Are We Michelin Star Worthy?
“Why aren’t there any restaurants or street foods chefs with a Michelin star in the Caribbean?” questions Arthur Patrick, a Tobagonian Chef with over twelve years’ local and international experience.
He admits that this is more on his mind after learning that street food chef Chan Hon Meng in Singapore was awarded a Michelin star initially in 2016 and every year after that. Chan owns a street food restaurant, and his signature dish is Hong Kong Style soy chicken, rice, and noodles. The Michelin star is the hallmark of culinary excellence worldwide and remains the benchmark of success for most chefs, hotels, and restaurants.
Undoubtedly, the Caribbean has some of the best chefs in the world, so why no Michelin?
Arthur notes that while many chefs from the Caribbean are recognised internationally, they had to leave home to gain recognition abroad.
For the last ten years, Chef Collin Brown has been awarded the best chef in the Caribbean. In addition, he is the only UK-based Caribbean (Jamaican) chef to be a recipient of the coveted AA Rosette award.
Arthur emphasises that while fundamentals and principles of cooking are essential, Caribbean cuisine can stand on its own. While we should not divert from these foundation principles, the gastronomic landscape of Caribbean cooking is so wonderfully complex, diverse, and flavourful.
Trinidad and Tobago have unique and distinct foods and drinks shaped by geography, history, people, and traditions. Lush tropical climate, rich soils, the fusion of cultures from indigenous tribes, enslaved Africans, indentured East, South Asians, European colonisers, Latin American, Middle Eastern, and East Asian Settlers have intertwined and transformed every dish.
The Michelin Guide is constantly developing in new cities, regions, and countries. So when will we be Michelin-worthy?
“Luckily for us, there are several destinations which have a huge gastronomic potential, and the Caribbean is undoubtedly one of them,” says Sascha, Michelin Food & Travel Advisor.
“It takes time to set up in a new country, and our International Development team is working hard to continue the expansion of the MICHELIN Guide around the world, so maybe one day we will launch a Caribbean selection!”
Could we be closer than we think? Let’s hope so.

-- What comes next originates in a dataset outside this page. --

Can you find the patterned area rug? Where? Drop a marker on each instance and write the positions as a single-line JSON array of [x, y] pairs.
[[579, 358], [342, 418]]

Arthur emphasises that we have to give ourselves every option to succeed. Then, when the opportunity shows up, we must be ready to grab the Michelin star.
Being recognised is not only about food, says Arthur. We have to be that complete package. Firstly, when it comes to the service we provide, I think there is much room for improvement.
“It comes down to the mindset of the individuals to change the way they do things,” Arthur says. “We as a people must realise that tourism and service are integral parts of society, and we need to continually improve the standards of our services to local and international customers.”
“While it is important to have international experience,” he says, “It is equally important for Caribbean chefs to work assiduously to change the mindset that “the first world countries are better. I believer every country has something valuable to contribute”
Caribbean destinations a considered a destination for sun, sea, and sand. However, culinary tourism is a relatively new concept. With the uncertain nature of tourism and the challenges ahead, we must stand ready to navigate both the digital and cultural landscape to reach an untapped market of food lovers and cultural tourists.